Этой девочкой была я.
Подранные джинсовые коленки, испачканные ладони. Вытираю их об узкие бёдра. В сумерках грязь не так уж заметна. Мне лет двенадцать. Грудки едва проступают холмиками из-под футболки. Футболку я стащила у брата. До вечера играла с мальчишками в квадрат, пока мяч не перестал угадываться в темноте. Привычные хроники Загаражья.

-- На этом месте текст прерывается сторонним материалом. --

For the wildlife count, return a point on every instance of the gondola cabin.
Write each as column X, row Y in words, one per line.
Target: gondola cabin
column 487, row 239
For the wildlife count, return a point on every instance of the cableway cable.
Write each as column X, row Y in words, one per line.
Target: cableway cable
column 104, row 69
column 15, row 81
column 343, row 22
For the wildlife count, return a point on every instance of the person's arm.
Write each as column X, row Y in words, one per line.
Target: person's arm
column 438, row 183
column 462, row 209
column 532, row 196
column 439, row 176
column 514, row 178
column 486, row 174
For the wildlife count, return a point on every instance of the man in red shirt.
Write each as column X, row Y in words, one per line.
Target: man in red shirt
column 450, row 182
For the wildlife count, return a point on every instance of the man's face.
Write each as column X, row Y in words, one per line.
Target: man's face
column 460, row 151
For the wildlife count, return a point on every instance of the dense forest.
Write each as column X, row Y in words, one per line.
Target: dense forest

Только сейчас все куда-то исчезли. Я осталась одна.
Влажно.
Стрекочут сверчки.
В ноздри закрадываются густые запахи тины. Или так пахнут рыбьи потроха? Запахи прорезаются в памяти разделочным ножом. Лезвие вспарывает блестящее брюхо, прыснувшее икорной мякотью, скребёт чешую. Чешуя вспенивается, крошится льдинами, липнет к рукоятке ножа, пальцам, подбородку. Моя мама готовит самую вкусную на свете рыбу. Или… рыбу готовлю я сама? В детстве всегда удивлялась, как это взрослые управляются с гигантскими пододеяльниками, а теперь справляюсь. Скоро и дочь научится.
Стоп. У меня была дочь?!
Чёрт.
Мы умерли? Или отравленная Москва мне приснилась?
Воспоминания увиливают, выветриваются.
Так бывает со снами. Ты просыпаешься и будто бы помнишь сон в мельчайших деталях, но стоит взглянуть в окно, и видения испаряются. Как ни цепляйся за обрывки, они просачиваются песком сквозь пальцы – не остаётся ничего. Как сейчас. Я видела сон о взрослой жизни. Страшный сон о першистом дыхании Тьм. А теперь…
Влажно.
Удары в дверь выколачивают из оцепенения.

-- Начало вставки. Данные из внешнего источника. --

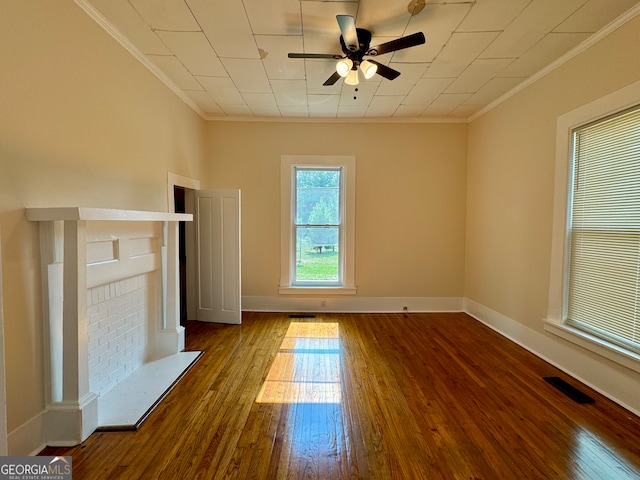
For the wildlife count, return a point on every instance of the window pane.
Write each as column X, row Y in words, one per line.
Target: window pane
column 604, row 270
column 317, row 197
column 317, row 255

Скукоживаюсь под звуком, как устрица, сбрызнутая лимоном. Инстинктивно ныряю в крапиву у дома. От кого прячусь? Сердце колотится, как у воришки. Точно так колотилось, когда утаскивала из книжного раскраску. Казалось, оно того стоило. Правда, я так и не притронулась к ней. Прятала под матрасом и всё боялась, что нагрянет полиция.
Осторожно выглядываю из крапивы. Темень. Вместо россыпи взмывающих ввысь светлячков окон – антрацитовое небо, простреливающее звёздами. Должно быть, в районе вырубило электричество.
Где-то вдалеке, у горизонта, розовеет наспех смётанная быстрой иглой лента заката.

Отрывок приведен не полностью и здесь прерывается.